Serrano Introduces Bill to Encourage Savings

Washington, DC – August 1, 2013 – Congressman José E. Serrano today introduced the “Financial Security Credit Act of 2013,” a bill to encourage a higher household savings rate nationwide by incentivizing savings by low- and moderate-income earners at tax time. 

“We know that many American households are unprepared to meet short-term and long-term financial needs, and many more feel as though they cannot save for their long term goals,” said Congressman Serrano.  “This legislation will address these problems by offering an incentive for taxpayers from low- and moderate- income brackets to save their tax refunds by making deposits into any of a number of savings options. If the taxpayer contributes to an eligible savings product and maintains the savings for eight months, they will become eligible for a refundable tax credit of up to $500 directly deposited into their account. It has been proven to work in New York City, and I know that it can work nationally.”

"The Financial Security Credit Act offers a proven approach to supporting the economic stability of Americans by providing meaningful and accessible onramps to building savings and I commend Congressman Serrano for introducing this important legislation," said New York City Department of Consumer Affairs Commissioner Jonathan Mintz.  "New York City's SaveUSA tax time savings program demonstrated that New Yorkers with very low incomes can and will save when given the right opportunities.  The Financial Security Credit will encourage savings that will help millions of Americans make meaningful progress towards improving their financial stability in the short term, and therefore starting on the path toward building longer-term savings, which are critical to stability."
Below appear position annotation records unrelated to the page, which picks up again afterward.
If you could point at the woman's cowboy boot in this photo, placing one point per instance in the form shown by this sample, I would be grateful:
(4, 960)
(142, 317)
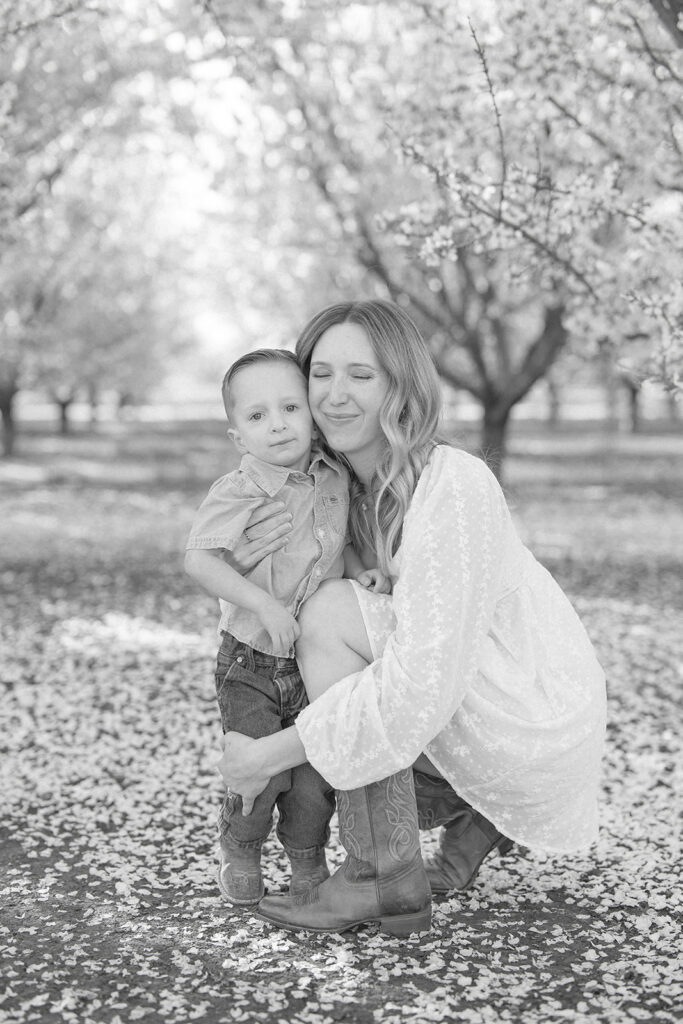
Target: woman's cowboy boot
(383, 878)
(466, 839)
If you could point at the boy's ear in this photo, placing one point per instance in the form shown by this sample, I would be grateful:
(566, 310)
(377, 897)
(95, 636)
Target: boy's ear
(236, 437)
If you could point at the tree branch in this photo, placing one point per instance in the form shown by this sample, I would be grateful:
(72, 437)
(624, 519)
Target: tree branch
(499, 125)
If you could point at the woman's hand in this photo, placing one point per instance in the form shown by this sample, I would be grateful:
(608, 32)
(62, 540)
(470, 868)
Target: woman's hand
(266, 531)
(375, 581)
(242, 770)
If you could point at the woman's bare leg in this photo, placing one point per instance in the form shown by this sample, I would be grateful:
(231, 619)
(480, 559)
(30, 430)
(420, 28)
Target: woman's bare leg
(334, 641)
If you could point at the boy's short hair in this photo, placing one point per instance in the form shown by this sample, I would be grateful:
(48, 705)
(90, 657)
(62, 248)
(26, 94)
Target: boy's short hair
(251, 359)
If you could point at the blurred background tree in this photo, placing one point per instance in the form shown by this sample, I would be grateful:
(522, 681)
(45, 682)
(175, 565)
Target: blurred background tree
(510, 174)
(538, 197)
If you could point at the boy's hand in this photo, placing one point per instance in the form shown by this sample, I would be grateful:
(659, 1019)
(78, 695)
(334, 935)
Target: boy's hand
(267, 530)
(376, 581)
(281, 626)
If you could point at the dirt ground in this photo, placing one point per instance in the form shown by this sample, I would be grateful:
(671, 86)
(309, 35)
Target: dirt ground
(109, 911)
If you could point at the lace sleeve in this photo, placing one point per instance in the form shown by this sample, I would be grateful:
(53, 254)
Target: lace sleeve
(378, 721)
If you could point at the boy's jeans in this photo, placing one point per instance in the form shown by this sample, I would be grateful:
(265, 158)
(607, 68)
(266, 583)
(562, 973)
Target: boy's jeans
(259, 694)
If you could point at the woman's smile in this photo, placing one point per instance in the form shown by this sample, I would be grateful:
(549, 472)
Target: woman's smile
(347, 387)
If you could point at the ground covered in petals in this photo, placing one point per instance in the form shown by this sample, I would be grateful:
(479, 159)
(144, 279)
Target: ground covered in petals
(109, 909)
 “The tax code should promote savings, opportunity and mobility,” said Reid Cramer, director of the Asset Building Program at the New America Foundation. “Currently the federal government spends almost $150 billion each year supporting the savings of upper-income Americans and almost nothing on the savings of low- and moderate-income families. We need policies that close the opportunity gap, not make it wider. The Financial Security Credit would help to level the playing field and give all American workers a chance to save and build financial security. The bill expands upon a proven approach that works for ordinary, hard-working families. Representative Serrano deserves credit for promoting legislation that supports savings, responsible financial behavior and greater economic opportunity.” 
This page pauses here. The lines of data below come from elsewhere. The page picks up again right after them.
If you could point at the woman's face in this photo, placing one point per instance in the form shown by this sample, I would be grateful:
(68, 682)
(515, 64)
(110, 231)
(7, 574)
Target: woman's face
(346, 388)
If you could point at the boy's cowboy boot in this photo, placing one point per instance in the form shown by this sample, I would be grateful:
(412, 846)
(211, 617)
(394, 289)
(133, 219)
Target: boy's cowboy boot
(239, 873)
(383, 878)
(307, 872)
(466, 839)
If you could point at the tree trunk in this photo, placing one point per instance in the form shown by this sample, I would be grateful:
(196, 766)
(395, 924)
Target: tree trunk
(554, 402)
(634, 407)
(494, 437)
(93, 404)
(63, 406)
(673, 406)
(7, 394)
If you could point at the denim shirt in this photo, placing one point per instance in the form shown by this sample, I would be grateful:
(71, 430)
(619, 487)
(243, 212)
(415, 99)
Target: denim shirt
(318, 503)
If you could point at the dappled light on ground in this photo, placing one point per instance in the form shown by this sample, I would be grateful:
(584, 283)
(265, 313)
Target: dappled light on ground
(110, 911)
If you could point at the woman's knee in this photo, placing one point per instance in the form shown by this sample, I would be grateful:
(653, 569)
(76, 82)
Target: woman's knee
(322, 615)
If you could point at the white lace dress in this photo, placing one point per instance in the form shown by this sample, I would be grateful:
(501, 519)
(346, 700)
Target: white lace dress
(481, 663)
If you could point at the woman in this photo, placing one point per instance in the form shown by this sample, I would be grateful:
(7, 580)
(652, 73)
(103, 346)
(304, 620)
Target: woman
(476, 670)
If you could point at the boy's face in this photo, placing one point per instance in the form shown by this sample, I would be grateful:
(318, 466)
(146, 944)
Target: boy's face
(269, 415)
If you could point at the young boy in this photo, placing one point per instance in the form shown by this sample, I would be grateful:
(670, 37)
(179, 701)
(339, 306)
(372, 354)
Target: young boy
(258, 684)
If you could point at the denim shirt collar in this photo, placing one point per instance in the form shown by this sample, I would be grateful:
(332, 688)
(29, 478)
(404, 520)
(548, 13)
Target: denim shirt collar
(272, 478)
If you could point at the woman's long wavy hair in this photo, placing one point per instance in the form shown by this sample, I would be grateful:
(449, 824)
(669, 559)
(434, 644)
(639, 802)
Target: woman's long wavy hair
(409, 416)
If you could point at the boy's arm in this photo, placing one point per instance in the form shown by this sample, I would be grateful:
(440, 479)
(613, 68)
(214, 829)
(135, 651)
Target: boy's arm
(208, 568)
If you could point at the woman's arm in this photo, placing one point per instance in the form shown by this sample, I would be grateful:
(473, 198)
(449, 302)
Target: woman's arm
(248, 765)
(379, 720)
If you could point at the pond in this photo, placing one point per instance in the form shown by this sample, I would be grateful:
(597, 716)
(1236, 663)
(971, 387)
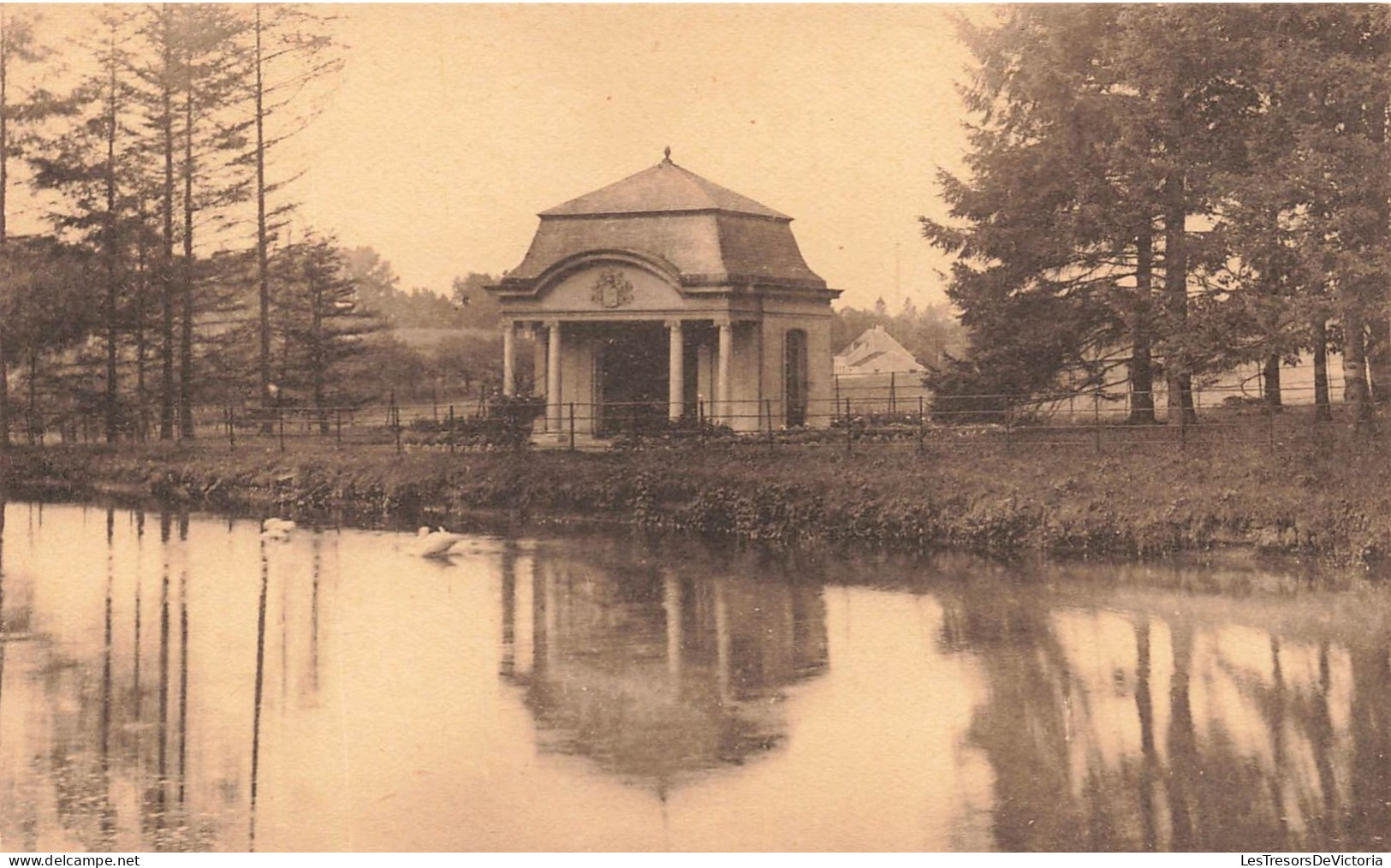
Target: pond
(178, 682)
Bob Friedman, Founder and Chairman of the Board of the Corporation for Enterprise Development (CFED), spoke out in the favor of the legislation as well. “Economic mobility is the abiding ethic of this country, but income alone is not enough to progress in the American economy,” Friedman said. “Income helps working families get by; saving helps them get ahead. While the tax code has long supported saving for the highest-income workers, Representative Serrano’s legislation will bring support to both middleclass families and those struggling to secure a foothold in the middleclass.”

More than 43% of American households lack the savings to cover basic living expenses for three months if a layoff or other emergency causes a loss of their income. Without such a safety net, during financial emergencies many families are forced to rely on bad options such as expensive credit cards and exploitative payday loans. 
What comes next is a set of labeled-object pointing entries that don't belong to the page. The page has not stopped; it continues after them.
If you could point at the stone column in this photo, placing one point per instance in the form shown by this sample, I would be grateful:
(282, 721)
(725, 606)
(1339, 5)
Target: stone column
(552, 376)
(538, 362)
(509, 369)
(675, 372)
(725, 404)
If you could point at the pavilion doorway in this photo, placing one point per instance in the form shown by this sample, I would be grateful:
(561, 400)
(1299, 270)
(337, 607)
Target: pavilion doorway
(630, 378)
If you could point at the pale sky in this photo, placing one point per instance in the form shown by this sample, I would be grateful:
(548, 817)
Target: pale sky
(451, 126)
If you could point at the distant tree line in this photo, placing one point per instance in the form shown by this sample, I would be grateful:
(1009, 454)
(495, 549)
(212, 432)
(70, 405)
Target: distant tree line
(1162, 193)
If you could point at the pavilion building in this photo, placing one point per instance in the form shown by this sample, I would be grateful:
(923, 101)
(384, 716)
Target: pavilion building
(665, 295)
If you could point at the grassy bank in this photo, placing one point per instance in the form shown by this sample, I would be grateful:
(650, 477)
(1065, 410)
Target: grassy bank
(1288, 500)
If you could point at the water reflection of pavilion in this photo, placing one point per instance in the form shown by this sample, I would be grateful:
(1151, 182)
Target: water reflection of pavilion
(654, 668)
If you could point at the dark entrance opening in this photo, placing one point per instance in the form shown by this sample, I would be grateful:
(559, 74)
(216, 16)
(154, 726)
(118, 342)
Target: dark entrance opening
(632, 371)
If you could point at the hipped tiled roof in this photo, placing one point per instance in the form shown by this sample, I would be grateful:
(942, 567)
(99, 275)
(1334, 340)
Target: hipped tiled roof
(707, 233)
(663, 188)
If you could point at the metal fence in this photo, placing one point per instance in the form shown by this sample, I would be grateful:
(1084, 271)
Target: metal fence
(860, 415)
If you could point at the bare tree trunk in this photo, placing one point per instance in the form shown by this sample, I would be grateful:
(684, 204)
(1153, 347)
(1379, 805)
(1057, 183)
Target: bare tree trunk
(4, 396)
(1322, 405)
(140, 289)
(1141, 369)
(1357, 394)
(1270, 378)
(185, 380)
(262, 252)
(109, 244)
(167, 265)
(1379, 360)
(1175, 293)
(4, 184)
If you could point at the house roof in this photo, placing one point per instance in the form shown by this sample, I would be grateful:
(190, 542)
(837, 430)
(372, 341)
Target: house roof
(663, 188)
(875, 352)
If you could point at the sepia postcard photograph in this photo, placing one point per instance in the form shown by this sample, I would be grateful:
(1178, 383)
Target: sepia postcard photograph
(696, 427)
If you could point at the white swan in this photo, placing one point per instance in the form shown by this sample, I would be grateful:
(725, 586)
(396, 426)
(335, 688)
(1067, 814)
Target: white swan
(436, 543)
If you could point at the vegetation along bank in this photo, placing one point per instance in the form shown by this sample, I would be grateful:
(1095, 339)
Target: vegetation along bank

Under the legislation, if an individual is unbanked or does not have an eligible savings option, then they are provided with the opportunity to establish an account on their tax form. Individuals can contribute to any of a number of savings options, including: basic savings accounts, 529 College Savings Accounts, Coverdell Education Savings Accounts, qualified retirement plans like 401(k) and IRAs, certificates of deposit, and savings bonds.

This legislation builds on the successful SaveUSA program model, which was initiated in New York City, and has expanded to San Antonio, Tulsa, and Newark, NJ through the Social Innovation Fund.  These programs show that tax-filers, despite low incomes, can and will save if they have the right incentive at the right moment. Despite having average incomes of less than $18,000, program participants in New York City were able to save an average of about $550.  In New York City, about 76 percent of savers held their balance for the full year, and nearly 47 percent returned to save the following year.

“Establishing and maintaining savings is essential to economic mobility and financial stability,” concluded Congressman Serrano. “This legislation comes as a result of the many years of work that New York City, the New America Foundation and the Corporation for Enterprise Development have put towards this cause. They have shown that this policy helps low- and moderate- income families to safeguard themselves in case of emergency, and helps them to start building longer term savings for the future. The financial future can be a lot brighter if we help families build a safety net for themselves.”